Korschenbroicher Baugebiet : Geplante Stichstraße im Baugebiet „Am Hommelshof“ soll nicht verlegt werden

Die Verwaltung hat alle Änderungswünsche in den Bebauungsplan für das Baugebiet „Am Hommelshof“ aufgenommen – bis auf eine Ausnahme. Der Planungsausschuss der Stadt Korschenbroich stimmte dem Entwurf trotzdem zu.

Mit dem geänderten Bebauungsplan „Am Hommelshof“ kann nun eine Öffentlichkeits- und Behördenbeteiligung durchgeführt werden. Der Ausschuss für Stadtentwicklung, Planung und Denkmalpflege hat die Offenlage beschlossen, nachdem die Verwaltung die Planunterlagen nach ersten eingegangenen Stellungnahmen und anschließenden Beratungen im Ausschuss überarbeitet und nun präsentiert hat.

„Wir haben fast alles umgesetzt, was uns aufgetragen worden war“, sagte der Technische Beigeordnete Georg Onkelbach zu dem Korschenbroicher Baugebiet, auf dem ein Investor zunächst 15 Wohneinheiten bauen wollte.

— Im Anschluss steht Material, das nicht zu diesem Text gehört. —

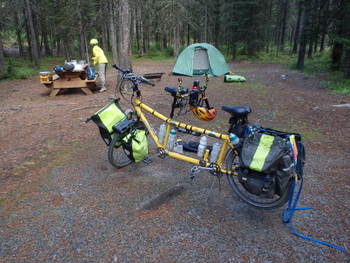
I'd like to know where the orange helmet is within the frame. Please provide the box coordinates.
[191,106,216,121]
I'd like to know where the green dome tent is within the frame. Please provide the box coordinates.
[173,43,230,76]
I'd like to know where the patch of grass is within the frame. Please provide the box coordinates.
[233,82,272,89]
[133,43,174,61]
[321,72,350,95]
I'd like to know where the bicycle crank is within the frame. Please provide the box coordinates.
[190,165,216,180]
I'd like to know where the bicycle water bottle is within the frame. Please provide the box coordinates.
[197,136,207,158]
[167,129,176,150]
[158,123,166,144]
[209,142,220,163]
[230,133,239,145]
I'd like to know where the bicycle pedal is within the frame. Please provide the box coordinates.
[142,156,152,164]
[190,166,199,180]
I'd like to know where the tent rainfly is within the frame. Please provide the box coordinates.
[172,43,230,76]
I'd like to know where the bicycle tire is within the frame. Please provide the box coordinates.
[225,149,292,209]
[108,135,132,168]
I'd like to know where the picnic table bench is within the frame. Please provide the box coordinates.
[40,65,97,97]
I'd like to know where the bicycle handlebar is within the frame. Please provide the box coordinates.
[112,64,131,74]
[112,64,155,86]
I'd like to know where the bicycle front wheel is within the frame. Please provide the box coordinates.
[225,149,291,209]
[108,135,132,168]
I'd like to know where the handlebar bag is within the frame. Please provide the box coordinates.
[241,132,290,173]
[91,99,127,145]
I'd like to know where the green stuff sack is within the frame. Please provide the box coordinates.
[122,128,148,162]
[91,100,126,145]
[224,75,247,82]
[241,133,290,173]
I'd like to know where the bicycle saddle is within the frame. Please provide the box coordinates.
[164,87,188,96]
[222,106,252,117]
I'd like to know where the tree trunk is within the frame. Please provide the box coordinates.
[136,2,144,57]
[118,0,132,69]
[108,0,118,64]
[14,12,25,57]
[320,0,330,52]
[77,0,86,59]
[23,8,33,60]
[293,1,303,54]
[342,47,350,78]
[0,37,6,79]
[25,0,39,66]
[280,0,288,50]
[297,0,311,69]
[341,2,350,78]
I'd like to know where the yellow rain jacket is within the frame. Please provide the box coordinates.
[92,45,108,65]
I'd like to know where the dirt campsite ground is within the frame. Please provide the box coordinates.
[0,62,350,262]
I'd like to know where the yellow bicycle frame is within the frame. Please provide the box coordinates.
[133,97,238,174]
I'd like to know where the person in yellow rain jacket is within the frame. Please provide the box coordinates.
[90,38,108,92]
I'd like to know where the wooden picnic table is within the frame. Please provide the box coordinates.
[40,65,97,97]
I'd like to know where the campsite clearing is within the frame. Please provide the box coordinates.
[0,62,350,262]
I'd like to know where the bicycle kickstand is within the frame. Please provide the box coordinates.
[190,165,199,180]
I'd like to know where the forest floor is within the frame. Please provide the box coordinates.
[0,62,350,262]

Der geänderte Plan sieht nun jedoch nur noch 13 Einheiten vor – je vier Doppel- und Reihenhäuser sowie ein Einzelhaus. Zudem wird ein Gehweg auf der nördlichen Seite der Straße Am Hommelshof bis hinauf zur Landstraße 381 errichtet.

Was die Verwaltung im neuen Plan nicht realisierte, ist eine Verlegung der Stichstraße, die am westlichen Rand des Neubaugebietes bleiben muss. Als Grund nannte Amtsleiter Dieter Hoffmans lärmschutztechnische Anforderungen. Denn zwischen Wohngebiet und L381 wird eine Lärmschutzwand entstehen. Nur reicht am oberen westlichen Rand der Platz für die Wand nicht aus – weswegen an dieser Stelle ein Haus als eine Art passiver Lärmschutz für die schützenswerten Frei- und Gartenbereiche platziert werden soll. Damit ist jedoch auch klar, dass die Gärten nicht auf der westlichen Seite liegen können und dadurch die Straße nicht in das neue Wohngebiet verlegt werden kann.

„Die Lage der Stichstraße zu akzeptieren, fällt uns etwas schwer, denn das war ein Punkt, der den Anwohnern sehr wichtig war“, sagte Andreas Heidemann von der CDU. Denn die Straße verläuft damit entlang der Gärten einiger Anwohner. Eine Alternative sei nur, das Haus am oberen westlichen Rand aufzugeben, um die Lärmschutzwand verlängern zu können, betonte Hoffmans. Dies sieht die Stadt – auch mit dem Blick auf den Investor – nicht als erste Option an.

„Dieser Vorschlag ist der richtige Kompromiss“, sagte Albert Richter von der SPD. Letztlich stimmten alle Fraktionen dem Entwurf der Verwaltung zu, womit nun Bürger und Behörden während einer einmonatigen Auslegungsfrist die Möglichkeit erhalten, ihre Stellungnahmen zu dem Bebauungsplan abzugeben.